Vuelta. Spain. Granada. Claudio Villa. These three connecting rings from Vuelta to Villa are not coincidental. The Little King of Italian song was crazy about cycling, with around fifty million records sold worldwide, four victories at the Sanremo Festival plus a Naples Festival and two Canzonissima wins.
A Trastevere Roman, with a tenor voice, he began with a tricycle ("The joy and sorrow of Carmelo the tinsmith"), continued with a bicycle ("Somehow acquired a Neri bicycle, on which I managed to install a luggage rack capable of holding at least twenty-five bottles"), water to sell, and raced for his own commerce ("Straddling bicycles, in the blink of an eye, almost like Binda and Girardengo, we arrived at the source with such joy that you could read it on our faces even in the dark"). Until pedaling transformed into singing ("I liked singing and did it often, maybe in front of the mirror or cycling").
Cycling, therefore. "Given my great passion for cycling," Claudio Villa wrote in his autobiography "A Wonderful Life" (Mondadori, 216 pages, from 1987, edited by Gianni Borgna, a copy miraculously resurfaced in a book crossing), "I had asked Vis Radio's owner, Scoppa, if in Florence he knew someone who could introduce me to Gino Bartali. Scoppa replied yes, since in that Tuscan capital, Vis had a distributor who was Bartali's personal friend". Done and dusted. "Meeting the great champion was like reaching a milestone for me, a cycling enthusiast. When he told me that during races, in moments of relaxation, he used to sing my songs, I felt like I was touching the sky with a finger. We became friends to the point that I was godfather at his daughter's baptism". Then "our paths diverged". Other lives, other roads, other stages. "I saw him again years later at the Vigorelli in Milan as a radio commentator. And despite my name being more popular than his", Claudio Villa was never modest, "he didn't let me climb onto the RAI stage, using the excuse that authorities wouldn't allow it".

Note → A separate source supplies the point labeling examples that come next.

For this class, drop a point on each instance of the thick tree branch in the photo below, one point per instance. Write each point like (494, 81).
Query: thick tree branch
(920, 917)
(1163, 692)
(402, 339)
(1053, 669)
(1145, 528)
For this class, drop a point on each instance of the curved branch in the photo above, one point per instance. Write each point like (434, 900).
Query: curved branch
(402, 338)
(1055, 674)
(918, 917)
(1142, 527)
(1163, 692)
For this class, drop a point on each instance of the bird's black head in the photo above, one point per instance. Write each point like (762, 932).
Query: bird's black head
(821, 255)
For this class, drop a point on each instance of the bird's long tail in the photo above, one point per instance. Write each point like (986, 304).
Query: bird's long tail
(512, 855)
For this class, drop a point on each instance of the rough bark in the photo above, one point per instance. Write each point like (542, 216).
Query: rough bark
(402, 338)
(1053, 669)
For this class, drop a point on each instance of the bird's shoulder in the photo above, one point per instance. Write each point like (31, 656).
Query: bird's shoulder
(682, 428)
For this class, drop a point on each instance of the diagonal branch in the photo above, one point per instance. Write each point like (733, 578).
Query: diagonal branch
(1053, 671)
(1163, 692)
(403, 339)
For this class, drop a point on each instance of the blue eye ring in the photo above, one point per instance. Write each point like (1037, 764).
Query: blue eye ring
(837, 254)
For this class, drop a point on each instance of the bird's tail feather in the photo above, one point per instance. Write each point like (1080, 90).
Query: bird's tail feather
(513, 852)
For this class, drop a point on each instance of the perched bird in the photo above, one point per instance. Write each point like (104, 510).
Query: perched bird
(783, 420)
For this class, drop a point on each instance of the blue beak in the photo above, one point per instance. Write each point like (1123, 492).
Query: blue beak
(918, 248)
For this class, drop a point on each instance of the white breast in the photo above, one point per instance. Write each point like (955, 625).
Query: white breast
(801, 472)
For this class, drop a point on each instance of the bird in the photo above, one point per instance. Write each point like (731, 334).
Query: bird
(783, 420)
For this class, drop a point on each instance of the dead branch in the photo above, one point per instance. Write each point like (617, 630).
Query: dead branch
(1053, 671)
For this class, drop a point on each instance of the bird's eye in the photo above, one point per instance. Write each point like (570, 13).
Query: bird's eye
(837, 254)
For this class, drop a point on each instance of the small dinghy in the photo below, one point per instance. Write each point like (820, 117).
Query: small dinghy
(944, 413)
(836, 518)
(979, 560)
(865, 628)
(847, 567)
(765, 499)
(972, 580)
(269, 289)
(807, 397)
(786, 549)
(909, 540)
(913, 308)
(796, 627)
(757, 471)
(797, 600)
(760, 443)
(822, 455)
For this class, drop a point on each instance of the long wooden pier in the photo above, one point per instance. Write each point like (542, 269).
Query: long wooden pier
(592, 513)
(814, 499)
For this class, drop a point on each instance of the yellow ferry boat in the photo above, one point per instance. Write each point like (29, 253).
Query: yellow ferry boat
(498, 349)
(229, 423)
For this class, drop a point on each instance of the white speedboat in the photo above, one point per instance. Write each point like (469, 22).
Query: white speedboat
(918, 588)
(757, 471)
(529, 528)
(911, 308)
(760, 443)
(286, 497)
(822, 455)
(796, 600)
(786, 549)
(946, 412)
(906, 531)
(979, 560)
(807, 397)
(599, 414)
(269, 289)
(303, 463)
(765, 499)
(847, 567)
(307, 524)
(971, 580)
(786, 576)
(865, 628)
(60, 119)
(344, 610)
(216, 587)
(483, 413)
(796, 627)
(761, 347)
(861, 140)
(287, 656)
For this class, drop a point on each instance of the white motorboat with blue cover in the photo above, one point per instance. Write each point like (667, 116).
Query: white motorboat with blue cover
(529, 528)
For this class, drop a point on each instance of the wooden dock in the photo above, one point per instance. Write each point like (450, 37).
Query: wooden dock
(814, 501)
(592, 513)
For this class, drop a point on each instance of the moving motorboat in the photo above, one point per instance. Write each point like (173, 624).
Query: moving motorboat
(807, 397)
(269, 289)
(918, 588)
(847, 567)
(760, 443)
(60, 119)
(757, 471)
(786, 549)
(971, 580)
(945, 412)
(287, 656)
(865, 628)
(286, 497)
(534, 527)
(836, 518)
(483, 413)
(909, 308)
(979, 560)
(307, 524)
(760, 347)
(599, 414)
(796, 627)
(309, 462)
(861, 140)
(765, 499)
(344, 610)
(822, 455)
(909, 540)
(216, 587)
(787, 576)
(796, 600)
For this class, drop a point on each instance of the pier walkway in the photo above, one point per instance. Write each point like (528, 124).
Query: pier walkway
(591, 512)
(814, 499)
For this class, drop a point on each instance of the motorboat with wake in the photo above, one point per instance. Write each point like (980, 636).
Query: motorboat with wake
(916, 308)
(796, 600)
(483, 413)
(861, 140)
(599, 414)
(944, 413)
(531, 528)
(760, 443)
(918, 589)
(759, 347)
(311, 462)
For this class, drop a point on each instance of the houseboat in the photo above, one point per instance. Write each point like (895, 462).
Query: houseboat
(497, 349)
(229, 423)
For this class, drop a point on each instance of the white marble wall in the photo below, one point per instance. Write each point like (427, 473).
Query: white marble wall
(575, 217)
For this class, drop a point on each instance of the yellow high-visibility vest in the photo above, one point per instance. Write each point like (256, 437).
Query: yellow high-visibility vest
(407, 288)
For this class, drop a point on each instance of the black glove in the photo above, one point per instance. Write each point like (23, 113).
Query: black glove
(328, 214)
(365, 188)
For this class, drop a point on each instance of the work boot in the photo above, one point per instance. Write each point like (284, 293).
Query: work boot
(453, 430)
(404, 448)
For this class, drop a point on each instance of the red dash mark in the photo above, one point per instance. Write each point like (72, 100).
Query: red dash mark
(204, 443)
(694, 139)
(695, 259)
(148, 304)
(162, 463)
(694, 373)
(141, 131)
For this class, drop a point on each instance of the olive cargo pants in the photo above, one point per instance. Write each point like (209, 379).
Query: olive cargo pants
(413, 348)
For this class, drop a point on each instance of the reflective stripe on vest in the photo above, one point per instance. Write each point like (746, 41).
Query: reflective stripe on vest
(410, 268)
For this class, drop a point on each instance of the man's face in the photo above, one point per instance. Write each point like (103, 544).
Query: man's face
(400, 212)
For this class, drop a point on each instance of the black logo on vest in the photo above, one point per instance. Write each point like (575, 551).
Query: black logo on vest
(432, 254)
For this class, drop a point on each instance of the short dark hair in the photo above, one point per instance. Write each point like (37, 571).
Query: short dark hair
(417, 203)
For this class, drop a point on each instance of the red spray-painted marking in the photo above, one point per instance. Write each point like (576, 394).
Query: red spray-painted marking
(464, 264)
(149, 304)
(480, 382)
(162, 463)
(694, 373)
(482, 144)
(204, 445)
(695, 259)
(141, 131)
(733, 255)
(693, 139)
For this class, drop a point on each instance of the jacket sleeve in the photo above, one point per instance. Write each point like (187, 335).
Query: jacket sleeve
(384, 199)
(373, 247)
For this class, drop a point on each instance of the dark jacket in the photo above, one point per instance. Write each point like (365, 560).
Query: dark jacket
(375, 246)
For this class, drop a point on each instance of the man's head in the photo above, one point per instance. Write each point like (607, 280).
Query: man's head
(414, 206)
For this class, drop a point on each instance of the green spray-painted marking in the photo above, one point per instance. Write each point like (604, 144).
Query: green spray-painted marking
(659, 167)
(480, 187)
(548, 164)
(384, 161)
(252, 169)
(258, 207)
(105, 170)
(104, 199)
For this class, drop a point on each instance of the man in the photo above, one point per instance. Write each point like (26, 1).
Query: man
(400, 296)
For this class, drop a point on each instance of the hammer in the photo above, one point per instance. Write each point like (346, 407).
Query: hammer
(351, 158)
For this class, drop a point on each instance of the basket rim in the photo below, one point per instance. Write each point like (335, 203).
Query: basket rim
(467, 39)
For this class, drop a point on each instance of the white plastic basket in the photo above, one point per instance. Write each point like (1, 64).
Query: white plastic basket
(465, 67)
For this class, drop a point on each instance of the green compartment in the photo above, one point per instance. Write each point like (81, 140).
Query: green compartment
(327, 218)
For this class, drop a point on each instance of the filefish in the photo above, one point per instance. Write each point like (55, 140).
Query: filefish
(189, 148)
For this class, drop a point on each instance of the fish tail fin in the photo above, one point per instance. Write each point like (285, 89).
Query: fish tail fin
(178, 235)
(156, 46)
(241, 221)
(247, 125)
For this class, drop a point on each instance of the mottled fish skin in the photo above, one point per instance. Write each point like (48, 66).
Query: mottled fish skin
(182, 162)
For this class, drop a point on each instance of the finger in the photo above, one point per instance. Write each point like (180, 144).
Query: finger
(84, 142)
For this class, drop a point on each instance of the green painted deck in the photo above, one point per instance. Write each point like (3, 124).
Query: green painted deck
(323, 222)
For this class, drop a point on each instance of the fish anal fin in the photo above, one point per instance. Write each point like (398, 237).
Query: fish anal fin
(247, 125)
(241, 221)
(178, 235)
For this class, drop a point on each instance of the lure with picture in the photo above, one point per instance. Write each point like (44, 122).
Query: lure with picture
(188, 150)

There was no Bartali without Coppi, not even for the Little King. Indeed: "Always because of my cycling passion, I met Fausto Coppi. Another caliber of champion, but above all, of a man. Complete, sublime, phenomenal". Claudio Villa explained: "Destiny was cruel to him, reserving sufferings as great as his magnificent victories. And in a bigoted Italy, which definitely sided with Bartali, he experienced many moments of pain and desperation, together with a wonderful woman: Giulia Occhini, the 'white lady'. Stigmatized by a hypocritical and moralizing public opinion, persecuted by a relentless campaign of clerical inspiration, Coppi managed, with his exceptional class, to crush all his opponents, sporting and otherwise".
If initially the allegiance was with Bartali or Coppi, it later became with Coppi or against Coppi. Claudio Villa took a side: "Personally, I was always on the 'champion's' side and his Giulia. How many times I went to the Tortona cemetery (Castellania, ed.) to cry in front of his tomb, where he rests next to his brother Serse, who died following a fall in the Giro d'Italia (Giro del Piemonte, ed.) just before entering the Turin velodrome. Well, there was never a time I didn't find his companion, bent over his tomb laying flowers".
The moral: "Fausto Coppi, the greatest cyclist of all time. Yet a crude propaganda stubbornly tried to create an absurd dualism between the 'Catholic' Bartali and the 'communist' Coppi, moreover overlooking the fact that if the first could certainly be defined that way, Coppi, just as certainly, could not". Bartali and Coppi fan, he was a Villa municipal.